Les versions de GCC les plus utilisées sont actuellement les versions issues des branches 3.4 et 4.1. Il est déconseillé d'utiliser les versions les plus récentes (typiquement la version de la branche courante), car elles peuvent souffrir de bogues de jeunesse et elles peuvent être trop strictes pour compiler des programmes qui ne sont pas tout à fait à la norme (en particulier au niveau du langage C++, qui peut avoir des constructions d'usage courant et néanmoins extrêmement compliquées).
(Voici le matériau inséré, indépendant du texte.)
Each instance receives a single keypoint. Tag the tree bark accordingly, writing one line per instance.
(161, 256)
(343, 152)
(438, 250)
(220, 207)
Ce document suppose que votre distribution utilise la version 4.1.2 de GCC, qui offre les avantages suivants :

  • elle permet de compiler de programmes pour les processeurs les plus récents, tels que les IA-64 d'Intel, les x86-64 d'AMD et les PowerPC d'IBM ;
  • elle permet d'utiliser les instructions spécifiques des processeurs les plus récents, même d'architecture x86 ;
  • elle génère un code bien plus optimisé que les versions précédentes ;
  • elle permet de réduire la visibilité des fonctions, variables et types non publics des bibliothèques, et donc de réduire l'empreinte des binaires aussi bien en mémoire que sur disque et de réduire le temps de chargement des programmes récents ;
  • la bibliothèque standard C++ fournie avec cette version respecte nettement mieux la norme C++ que les versions antérieures, et elle permet d'utiliser les caractères Unicode dans les programmes C++.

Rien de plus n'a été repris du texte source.